41. The method of any one of claims 36-40, wherein the neoplastic disorder is a cancer selected from the group consisting of breast cancer, pancreatic cancer, ovarian cancer, colorectal cancer, esophageal cancer, lung cancer, head cancer, neck cancer, gastric cancer and epithelial cancer.
42. The method of any one of claims 36-40, further comprising administering to the mammalian subject a standard of care antineoplastic therapy.

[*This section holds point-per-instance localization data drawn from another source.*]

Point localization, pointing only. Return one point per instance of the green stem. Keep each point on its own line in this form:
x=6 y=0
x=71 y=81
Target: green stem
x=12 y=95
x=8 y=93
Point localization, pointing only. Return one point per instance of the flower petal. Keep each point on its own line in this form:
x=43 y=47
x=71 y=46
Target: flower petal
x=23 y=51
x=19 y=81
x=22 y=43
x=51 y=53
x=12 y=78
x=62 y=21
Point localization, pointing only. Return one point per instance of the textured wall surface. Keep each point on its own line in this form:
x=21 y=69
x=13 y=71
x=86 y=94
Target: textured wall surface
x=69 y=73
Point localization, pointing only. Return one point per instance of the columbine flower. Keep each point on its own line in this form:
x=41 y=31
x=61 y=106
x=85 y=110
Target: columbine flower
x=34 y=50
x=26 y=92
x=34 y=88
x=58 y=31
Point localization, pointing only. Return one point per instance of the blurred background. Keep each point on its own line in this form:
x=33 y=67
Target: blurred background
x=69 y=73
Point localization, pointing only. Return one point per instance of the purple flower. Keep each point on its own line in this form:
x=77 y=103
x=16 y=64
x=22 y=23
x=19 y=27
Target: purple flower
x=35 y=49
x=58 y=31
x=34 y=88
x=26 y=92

43. The method of claim 42, wherein the antineoplastic therapy is selected from the group consisting of a standard of care chemo therapeutic, a standard of care radiotherapeutic, or a standard of care radiation regimen for the neoplastic disorder.

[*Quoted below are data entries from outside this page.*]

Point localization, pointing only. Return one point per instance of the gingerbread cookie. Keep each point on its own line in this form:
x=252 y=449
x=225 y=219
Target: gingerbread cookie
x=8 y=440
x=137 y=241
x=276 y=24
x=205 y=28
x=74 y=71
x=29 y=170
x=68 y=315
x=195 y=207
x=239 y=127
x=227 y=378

44. A method of stimulating p53-mediated apoptosis in a cell, comprising contacting the cell with the composition according to claim 30 in an amount effective to stimulate p53-mediated apoptosis in the cell.

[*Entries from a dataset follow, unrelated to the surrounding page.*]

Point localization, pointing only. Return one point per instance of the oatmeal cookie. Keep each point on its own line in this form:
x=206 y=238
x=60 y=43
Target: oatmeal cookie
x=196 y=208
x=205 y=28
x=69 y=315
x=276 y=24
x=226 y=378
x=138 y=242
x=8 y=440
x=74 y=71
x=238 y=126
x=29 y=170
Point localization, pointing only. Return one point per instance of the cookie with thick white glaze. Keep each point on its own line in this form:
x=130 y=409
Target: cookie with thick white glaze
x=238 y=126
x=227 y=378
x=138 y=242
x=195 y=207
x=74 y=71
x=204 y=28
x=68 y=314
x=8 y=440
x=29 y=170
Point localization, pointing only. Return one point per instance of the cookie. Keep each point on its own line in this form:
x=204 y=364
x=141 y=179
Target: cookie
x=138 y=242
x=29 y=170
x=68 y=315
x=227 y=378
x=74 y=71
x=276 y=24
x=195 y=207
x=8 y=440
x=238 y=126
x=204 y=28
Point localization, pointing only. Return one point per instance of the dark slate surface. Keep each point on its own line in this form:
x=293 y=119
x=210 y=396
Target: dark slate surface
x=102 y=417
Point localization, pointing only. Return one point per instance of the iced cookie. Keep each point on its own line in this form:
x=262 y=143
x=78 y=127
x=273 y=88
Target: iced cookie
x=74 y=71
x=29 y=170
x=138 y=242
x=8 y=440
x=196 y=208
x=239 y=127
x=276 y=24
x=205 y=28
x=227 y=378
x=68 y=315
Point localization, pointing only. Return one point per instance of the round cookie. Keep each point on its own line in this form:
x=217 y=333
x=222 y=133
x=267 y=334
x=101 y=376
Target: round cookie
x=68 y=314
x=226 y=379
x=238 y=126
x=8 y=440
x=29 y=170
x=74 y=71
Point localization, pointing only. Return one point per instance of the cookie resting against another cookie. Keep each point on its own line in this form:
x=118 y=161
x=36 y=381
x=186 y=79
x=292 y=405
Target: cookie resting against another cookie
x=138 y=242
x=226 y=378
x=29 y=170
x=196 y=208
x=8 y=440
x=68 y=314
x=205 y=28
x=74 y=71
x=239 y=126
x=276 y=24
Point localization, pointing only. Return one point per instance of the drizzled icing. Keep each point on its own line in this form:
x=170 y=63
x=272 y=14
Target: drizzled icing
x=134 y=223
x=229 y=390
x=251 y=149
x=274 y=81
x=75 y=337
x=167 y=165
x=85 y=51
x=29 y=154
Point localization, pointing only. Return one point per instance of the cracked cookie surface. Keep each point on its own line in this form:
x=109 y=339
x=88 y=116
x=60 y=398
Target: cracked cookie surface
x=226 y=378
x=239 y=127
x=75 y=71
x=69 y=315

45. The method of claim 44, wherein the cell expresses wild type p53.
46. A method of selecting a therapeutic regimen for a subject comprising
(a) identifying a subject as having neoplastic disorder characterized by increased expression of an iASPP polypeptide; and
(b) administering to the subject the composition according to claim 30.
47. The method of claim 46, wherein the identifying step comprises screening a biological sample from the subject for increased expression of the iASPP polypeptide.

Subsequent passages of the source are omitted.